Prostate cancer is one of the most common cancers in men, with every man in South Africa at risk for prostate cancer. It is estimated that 1 in 6 men will be affected.
There aren’t usually symptoms in the early stages of prostate cancer, but there are indicative symptoms of prostate cancer – which may also be associated with other non-cancerous conditions. These include erection difficulties, blood in the semen, urinary problems and lower back pain. This makes regular screening very important.
The more education and awareness created about prostate cancer, the more likely men are to go for screening tests. Cancer is something we all fear, but it remains a distant relative – until it knocks on your door and informs you that it’s moving in. I always had a yearly medical and the ritual and indignation of a rectal examination (another male thing we all hate). From these regular examinations, it was found I had an enlarged prostate. A blood test indicated my PSA levels were higher than normal. I was then sent for a biopsy to determine the cause of my high PSA levels.

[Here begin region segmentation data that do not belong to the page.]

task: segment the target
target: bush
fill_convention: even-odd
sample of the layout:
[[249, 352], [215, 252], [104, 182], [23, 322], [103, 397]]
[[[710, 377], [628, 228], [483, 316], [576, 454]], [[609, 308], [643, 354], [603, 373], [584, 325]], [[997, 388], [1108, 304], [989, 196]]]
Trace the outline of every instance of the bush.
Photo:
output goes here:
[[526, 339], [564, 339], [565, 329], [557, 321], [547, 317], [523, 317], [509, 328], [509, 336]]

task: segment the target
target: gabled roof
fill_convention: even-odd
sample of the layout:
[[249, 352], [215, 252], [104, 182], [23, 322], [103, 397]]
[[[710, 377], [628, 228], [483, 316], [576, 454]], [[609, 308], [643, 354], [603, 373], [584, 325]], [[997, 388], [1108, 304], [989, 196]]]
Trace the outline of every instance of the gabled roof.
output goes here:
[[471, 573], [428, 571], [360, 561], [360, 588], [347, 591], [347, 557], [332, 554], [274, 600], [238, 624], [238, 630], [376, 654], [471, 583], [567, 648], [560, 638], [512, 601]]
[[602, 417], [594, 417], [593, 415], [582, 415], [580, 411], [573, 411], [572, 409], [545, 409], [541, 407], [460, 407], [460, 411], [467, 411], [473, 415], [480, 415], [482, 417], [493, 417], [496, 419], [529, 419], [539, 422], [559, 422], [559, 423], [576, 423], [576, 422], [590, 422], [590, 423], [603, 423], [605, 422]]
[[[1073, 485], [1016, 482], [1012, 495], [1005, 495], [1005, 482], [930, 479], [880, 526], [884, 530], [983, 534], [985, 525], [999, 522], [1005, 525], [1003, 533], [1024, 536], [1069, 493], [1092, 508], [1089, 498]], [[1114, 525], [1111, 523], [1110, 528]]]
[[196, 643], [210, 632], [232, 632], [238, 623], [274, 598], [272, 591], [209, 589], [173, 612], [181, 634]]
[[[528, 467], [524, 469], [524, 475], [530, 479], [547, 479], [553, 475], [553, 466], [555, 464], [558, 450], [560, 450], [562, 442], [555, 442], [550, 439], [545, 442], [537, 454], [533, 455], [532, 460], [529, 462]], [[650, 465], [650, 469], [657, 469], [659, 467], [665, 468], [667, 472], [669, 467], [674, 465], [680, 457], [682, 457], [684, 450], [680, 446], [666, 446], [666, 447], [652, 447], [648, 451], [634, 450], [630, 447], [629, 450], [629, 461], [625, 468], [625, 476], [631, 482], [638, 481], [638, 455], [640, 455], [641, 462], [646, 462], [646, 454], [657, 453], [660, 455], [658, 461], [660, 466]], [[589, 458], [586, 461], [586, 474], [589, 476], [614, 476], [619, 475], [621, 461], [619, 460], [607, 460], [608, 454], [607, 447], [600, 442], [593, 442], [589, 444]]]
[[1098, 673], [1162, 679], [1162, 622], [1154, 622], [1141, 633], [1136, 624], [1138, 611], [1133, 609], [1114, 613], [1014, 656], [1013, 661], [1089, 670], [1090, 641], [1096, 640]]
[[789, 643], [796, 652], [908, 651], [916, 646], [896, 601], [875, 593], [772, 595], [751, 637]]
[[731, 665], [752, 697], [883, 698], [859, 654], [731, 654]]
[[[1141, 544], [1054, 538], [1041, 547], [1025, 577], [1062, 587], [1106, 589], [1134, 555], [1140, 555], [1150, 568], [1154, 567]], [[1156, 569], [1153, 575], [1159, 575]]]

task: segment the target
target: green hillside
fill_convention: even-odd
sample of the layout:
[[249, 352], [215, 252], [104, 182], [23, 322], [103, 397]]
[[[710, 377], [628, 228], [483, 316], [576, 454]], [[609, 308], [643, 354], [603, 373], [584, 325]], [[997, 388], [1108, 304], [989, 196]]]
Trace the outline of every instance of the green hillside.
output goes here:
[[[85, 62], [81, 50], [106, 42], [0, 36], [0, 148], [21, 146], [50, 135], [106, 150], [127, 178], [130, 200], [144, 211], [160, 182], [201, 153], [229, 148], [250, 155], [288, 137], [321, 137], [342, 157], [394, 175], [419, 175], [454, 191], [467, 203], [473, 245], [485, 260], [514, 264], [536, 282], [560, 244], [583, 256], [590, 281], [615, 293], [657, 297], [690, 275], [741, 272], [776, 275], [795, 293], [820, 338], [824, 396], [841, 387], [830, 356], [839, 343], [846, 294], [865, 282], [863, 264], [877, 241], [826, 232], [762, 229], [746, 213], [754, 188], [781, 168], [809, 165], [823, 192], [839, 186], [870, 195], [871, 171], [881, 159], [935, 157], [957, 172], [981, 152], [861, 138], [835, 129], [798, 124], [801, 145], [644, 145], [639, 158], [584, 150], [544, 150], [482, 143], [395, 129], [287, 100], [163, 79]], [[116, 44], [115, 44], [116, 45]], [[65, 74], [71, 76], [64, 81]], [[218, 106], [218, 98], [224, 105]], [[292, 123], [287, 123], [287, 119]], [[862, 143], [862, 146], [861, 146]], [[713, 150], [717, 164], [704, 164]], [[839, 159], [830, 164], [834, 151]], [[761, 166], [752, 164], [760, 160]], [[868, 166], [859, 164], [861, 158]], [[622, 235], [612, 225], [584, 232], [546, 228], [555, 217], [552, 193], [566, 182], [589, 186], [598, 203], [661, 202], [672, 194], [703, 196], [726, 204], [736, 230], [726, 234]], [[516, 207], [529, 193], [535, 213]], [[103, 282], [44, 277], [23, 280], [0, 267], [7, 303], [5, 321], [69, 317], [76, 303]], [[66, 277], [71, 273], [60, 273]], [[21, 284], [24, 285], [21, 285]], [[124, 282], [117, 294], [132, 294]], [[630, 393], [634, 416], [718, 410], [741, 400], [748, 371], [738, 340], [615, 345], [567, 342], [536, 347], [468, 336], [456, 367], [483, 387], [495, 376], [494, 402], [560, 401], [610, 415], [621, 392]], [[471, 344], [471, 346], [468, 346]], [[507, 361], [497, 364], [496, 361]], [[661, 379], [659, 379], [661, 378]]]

The results of the biopsy came back positive and in one phone call, my heart sank as I heard those words “Iain, I’m afraid the results came back positive.”. You hear the words but still struggle to come to terms with them. The first thing I did was to put my life into perspective, realising there were many people less fortunate than myself – people who have serious health issues, are managing disabilities, terminal diseases or who are living in abject poverty. These people are all faced with far greater challenges than me every day.
I am, by nature, a positive person and always look for the positive outcome or solution as opposed to spending immeasurable time discussing the problem. It was Einstein who said ‘’Problems are seldom solved with the same degree of intelligence that created them’.
I – like most people – have read great heart-warming stories of cancer survivors. I’ve also unfortunately heard the sad stories of those whose cancer was so severe, they succumbed to the disease. Prostate cancer, however, is the one form of cancer that can be successfully treated and managed – provided it’s detected early.
It’s important to have people to talk to, be they family members, friends or professional people – anyone you’re comfortable with. I’m always available to anyone who’s faced with the uncertainty of what lies ahead – if they find themselves diagnosed with prostate cancer, or even if they’re just apprehensive about annual check-ups. Whatever you do, please go for your annual check-up. Early detection will save your life.